The Kyoto Protocol is a multi-national agreement signed under the auspices of the United Nations Framework Convention on Climate Change (UNFCCC or FCCC). Its goal was to fight global warming by reducing the amount of carbon dioxide and other greenhouse gasses emitted by the world's developed nations. The Protocol was adopted in December 1997 in Kyoto, Japan, and went into effect in February of 2005. As of September 2011, 191 states have signed and ratified the protocol. The United States was not one of the signatories.

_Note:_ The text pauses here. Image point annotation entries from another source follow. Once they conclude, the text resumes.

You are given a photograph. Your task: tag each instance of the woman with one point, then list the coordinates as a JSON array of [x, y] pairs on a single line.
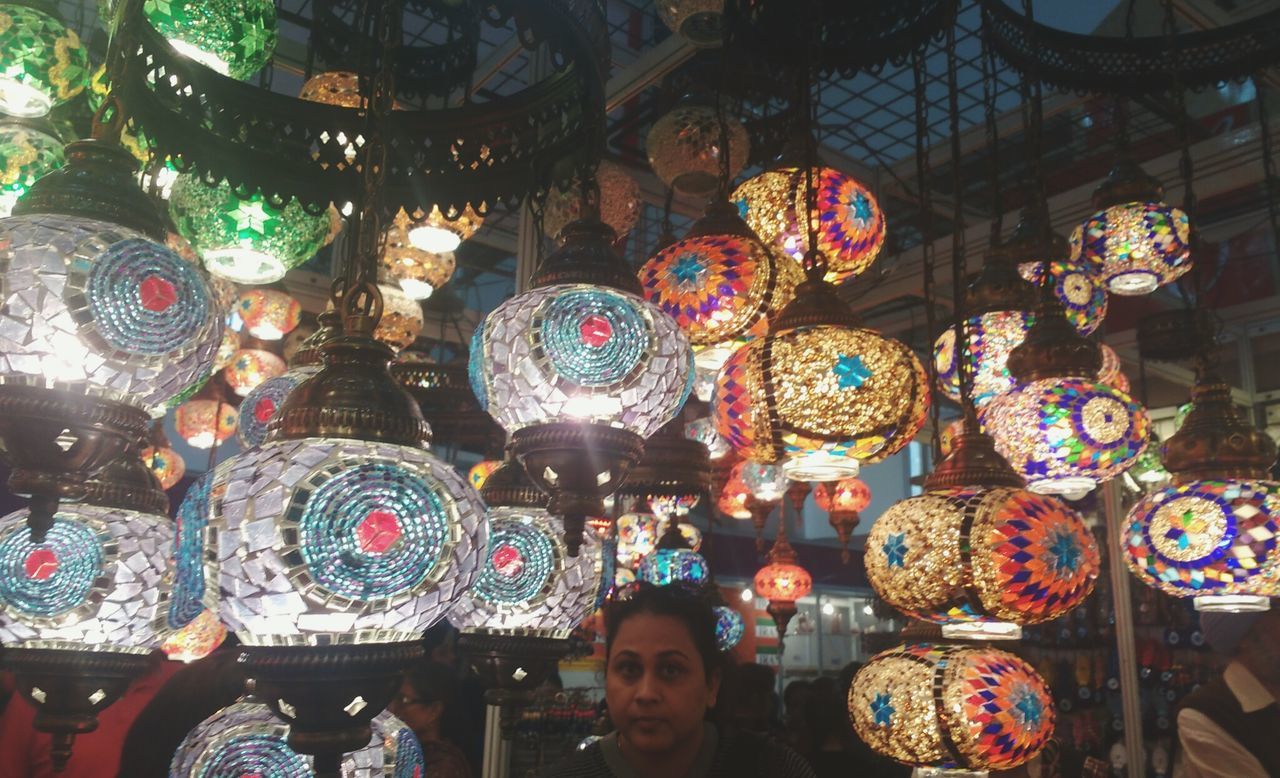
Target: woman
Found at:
[[662, 678]]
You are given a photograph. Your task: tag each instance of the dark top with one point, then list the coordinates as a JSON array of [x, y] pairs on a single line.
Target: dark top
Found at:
[[726, 755]]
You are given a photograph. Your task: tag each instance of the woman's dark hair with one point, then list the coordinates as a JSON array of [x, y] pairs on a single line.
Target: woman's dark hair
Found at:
[[675, 602]]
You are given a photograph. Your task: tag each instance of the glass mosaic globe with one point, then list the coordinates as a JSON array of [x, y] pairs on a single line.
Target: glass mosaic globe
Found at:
[[575, 352], [247, 740], [42, 62], [330, 540], [951, 708], [529, 582], [268, 314], [205, 422], [620, 201], [26, 154], [981, 561], [1210, 540], [96, 309], [821, 399], [243, 241], [684, 149], [1137, 246], [97, 582], [720, 288], [1078, 285], [233, 37], [250, 367], [850, 222], [1066, 435], [730, 627], [991, 338]]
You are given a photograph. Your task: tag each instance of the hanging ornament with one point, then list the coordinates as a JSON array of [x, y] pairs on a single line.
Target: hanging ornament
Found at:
[[951, 710], [1137, 241]]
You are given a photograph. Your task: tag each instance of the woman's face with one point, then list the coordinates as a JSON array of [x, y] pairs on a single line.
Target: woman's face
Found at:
[[656, 683]]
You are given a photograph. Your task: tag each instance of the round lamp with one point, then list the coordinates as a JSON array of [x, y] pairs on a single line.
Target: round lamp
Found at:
[[42, 62], [850, 222], [950, 709], [246, 241], [233, 37]]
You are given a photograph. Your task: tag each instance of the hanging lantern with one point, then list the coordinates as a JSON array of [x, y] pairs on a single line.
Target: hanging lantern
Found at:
[[42, 62], [1212, 534], [618, 196], [842, 500], [27, 151], [1061, 429], [850, 222], [684, 149], [700, 22], [268, 314], [821, 393], [250, 367], [246, 241], [1137, 239], [205, 422], [580, 370], [246, 738], [419, 273], [233, 37], [951, 708]]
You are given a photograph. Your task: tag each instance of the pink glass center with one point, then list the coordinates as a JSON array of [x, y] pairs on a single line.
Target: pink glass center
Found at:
[[156, 293], [595, 330], [378, 531], [41, 564], [507, 561]]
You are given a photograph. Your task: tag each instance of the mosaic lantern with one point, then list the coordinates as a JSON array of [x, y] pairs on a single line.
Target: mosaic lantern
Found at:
[[205, 422], [720, 284], [245, 241], [684, 149], [419, 273], [982, 561], [951, 708], [850, 222], [42, 62], [1137, 241], [26, 154], [245, 738], [250, 367], [620, 201], [730, 627], [1211, 535], [268, 314], [233, 37]]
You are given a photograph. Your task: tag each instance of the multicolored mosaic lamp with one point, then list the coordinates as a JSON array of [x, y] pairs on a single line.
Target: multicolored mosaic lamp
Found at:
[[42, 62], [684, 149], [233, 37], [27, 151], [951, 710], [246, 241], [1061, 429], [851, 224], [1137, 241], [245, 738], [580, 370], [1211, 535]]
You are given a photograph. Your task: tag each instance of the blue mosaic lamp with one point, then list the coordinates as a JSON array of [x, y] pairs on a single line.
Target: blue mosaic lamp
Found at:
[[580, 370]]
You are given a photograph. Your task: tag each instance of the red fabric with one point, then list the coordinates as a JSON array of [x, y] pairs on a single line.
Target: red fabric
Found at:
[[24, 753]]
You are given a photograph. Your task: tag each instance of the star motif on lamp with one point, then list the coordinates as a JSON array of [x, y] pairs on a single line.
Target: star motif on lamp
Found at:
[[882, 710], [850, 371], [895, 548]]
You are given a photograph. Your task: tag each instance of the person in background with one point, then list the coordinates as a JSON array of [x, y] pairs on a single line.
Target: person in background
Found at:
[[1229, 727], [425, 700], [662, 680]]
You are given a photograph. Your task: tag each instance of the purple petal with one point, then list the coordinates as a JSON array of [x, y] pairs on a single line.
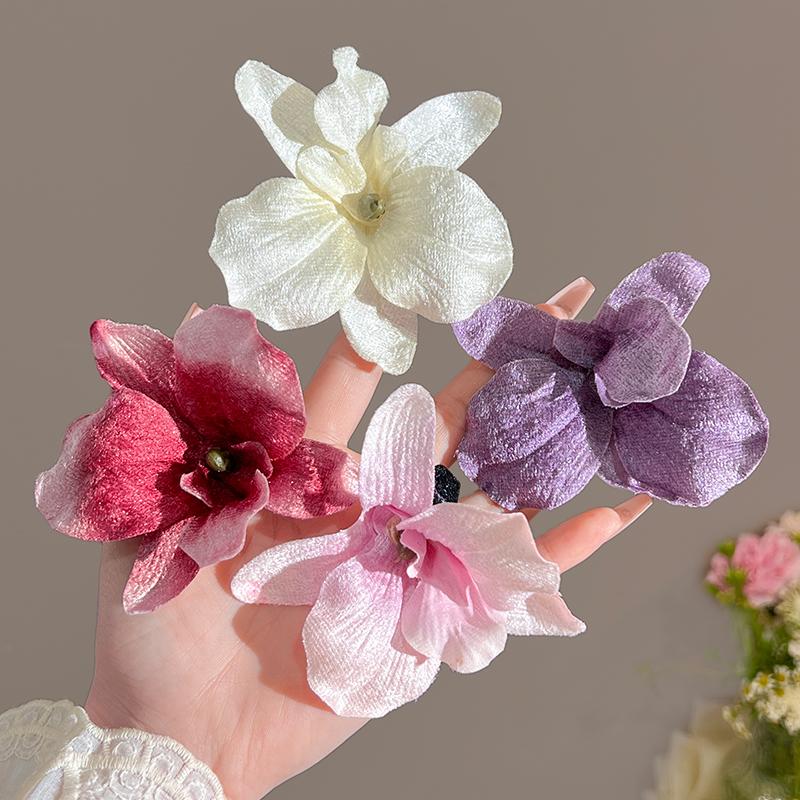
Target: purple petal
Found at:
[[397, 457], [292, 573], [161, 571], [136, 357], [506, 330], [219, 534], [358, 660], [118, 474], [314, 480], [234, 385], [691, 447], [674, 278], [648, 358], [535, 435]]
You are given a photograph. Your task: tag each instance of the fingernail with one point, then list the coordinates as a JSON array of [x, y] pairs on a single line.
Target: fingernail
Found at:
[[632, 509], [572, 298]]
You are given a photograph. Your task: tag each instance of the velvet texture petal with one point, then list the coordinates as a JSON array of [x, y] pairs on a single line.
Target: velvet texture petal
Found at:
[[292, 573], [447, 130], [234, 385], [349, 108], [118, 473], [397, 457], [521, 465], [358, 661], [286, 254], [443, 248], [161, 571], [648, 358], [283, 109], [314, 480], [674, 278], [378, 330], [691, 447], [506, 330]]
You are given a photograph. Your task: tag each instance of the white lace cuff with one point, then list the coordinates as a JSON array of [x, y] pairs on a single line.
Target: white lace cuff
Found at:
[[53, 751]]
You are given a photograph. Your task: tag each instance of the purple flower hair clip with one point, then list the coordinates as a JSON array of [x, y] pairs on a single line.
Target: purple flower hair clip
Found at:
[[623, 396]]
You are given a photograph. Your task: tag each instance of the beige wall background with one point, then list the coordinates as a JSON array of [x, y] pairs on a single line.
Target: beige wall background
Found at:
[[629, 128]]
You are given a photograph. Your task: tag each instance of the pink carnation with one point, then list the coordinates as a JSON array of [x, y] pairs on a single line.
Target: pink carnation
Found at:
[[770, 563]]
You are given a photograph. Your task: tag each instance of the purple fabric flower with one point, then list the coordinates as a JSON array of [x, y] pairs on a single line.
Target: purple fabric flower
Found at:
[[623, 396]]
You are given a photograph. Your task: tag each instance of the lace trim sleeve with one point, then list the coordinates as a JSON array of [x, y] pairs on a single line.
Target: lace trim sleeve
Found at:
[[53, 751]]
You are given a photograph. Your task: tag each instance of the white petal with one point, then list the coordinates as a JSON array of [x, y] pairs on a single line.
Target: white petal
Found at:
[[286, 254], [442, 248], [351, 105], [447, 130], [379, 331], [358, 661], [397, 456], [292, 573], [333, 173], [283, 109]]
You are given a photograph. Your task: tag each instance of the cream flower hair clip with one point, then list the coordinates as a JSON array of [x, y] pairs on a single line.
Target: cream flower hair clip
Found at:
[[378, 224]]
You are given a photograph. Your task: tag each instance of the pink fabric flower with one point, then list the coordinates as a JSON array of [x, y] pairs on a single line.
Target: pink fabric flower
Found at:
[[197, 436], [770, 563], [410, 584]]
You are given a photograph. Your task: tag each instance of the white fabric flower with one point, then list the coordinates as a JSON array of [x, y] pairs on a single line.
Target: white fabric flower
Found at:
[[378, 224]]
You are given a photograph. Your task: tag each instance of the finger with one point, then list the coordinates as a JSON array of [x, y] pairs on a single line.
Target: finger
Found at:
[[576, 539], [452, 401], [480, 500], [339, 393]]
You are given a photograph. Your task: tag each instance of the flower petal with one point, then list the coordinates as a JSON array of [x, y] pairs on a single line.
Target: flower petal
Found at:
[[219, 534], [445, 617], [283, 109], [674, 278], [442, 248], [135, 357], [648, 357], [292, 573], [378, 330], [314, 480], [233, 384], [397, 456], [161, 571], [358, 661], [535, 435], [118, 474], [691, 447], [506, 330], [286, 254], [347, 109], [335, 174], [447, 130]]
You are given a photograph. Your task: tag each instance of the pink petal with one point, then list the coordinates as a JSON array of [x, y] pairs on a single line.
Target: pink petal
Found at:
[[118, 474], [135, 357], [314, 480], [219, 534], [161, 571], [446, 618], [233, 384], [397, 457], [292, 573], [358, 662]]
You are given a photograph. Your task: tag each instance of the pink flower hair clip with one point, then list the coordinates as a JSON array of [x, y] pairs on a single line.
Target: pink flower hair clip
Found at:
[[198, 435], [413, 582]]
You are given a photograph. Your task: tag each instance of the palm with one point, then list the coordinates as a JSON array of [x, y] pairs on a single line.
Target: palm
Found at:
[[229, 681]]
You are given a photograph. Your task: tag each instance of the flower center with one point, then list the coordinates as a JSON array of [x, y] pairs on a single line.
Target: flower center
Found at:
[[370, 207], [218, 459], [403, 553]]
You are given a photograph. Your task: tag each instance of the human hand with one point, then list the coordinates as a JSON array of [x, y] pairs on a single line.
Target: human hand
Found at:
[[229, 681]]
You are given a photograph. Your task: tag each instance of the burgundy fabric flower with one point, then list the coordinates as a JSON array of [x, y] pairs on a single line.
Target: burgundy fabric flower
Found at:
[[197, 436], [624, 396]]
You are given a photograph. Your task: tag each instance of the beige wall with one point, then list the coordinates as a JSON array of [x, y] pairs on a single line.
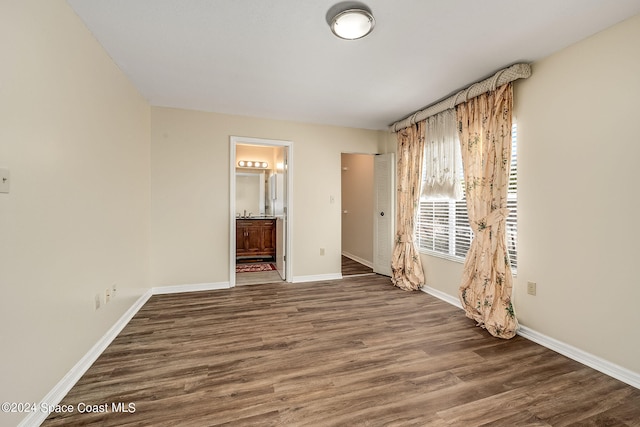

While Canada is still a de-facto participant in the Kyoto Protocol, there have been signs that it no longer intends to honor it. Canada dismissed the Kyoto Protocol on climate change today as a thing of the past, but declined to confirm a media report it will formally pull out of the international treaty before the end of this year, according to Reuters. Talks to shore up waning enthusiasm for the Protocol opened in South Africa today.
“Kyoto is the past,” said Environment Minister Peter Kent, describing the decision by Canada's previous Liberal government to sign on to the protocol as “one of the biggest blunders they made.”
Canada says in place of Kyoto, it favors a new international deal that will help reduce the global emission of greenhouses gases that will bind all emitters, including China and India, who thus far are not included in meeting Kyoto's current targets.
In the years since Kyoto was signed, two other signatories – Japan and Russia – have shown reluctance to proceed with their commitments under the agreement, though no nation has formally pulled out of it yet.
According to its Kyoto obligations, Canada would have needed to cut its emissions to six percent below 1990 levels by 2012. In 2009, Canada emitted 690 million tons of carbon dioxide equivalent – about 17 percent above 1990 levels – largely due to an increase in oil extraction from oil sands in northern Alberta, says Reuters.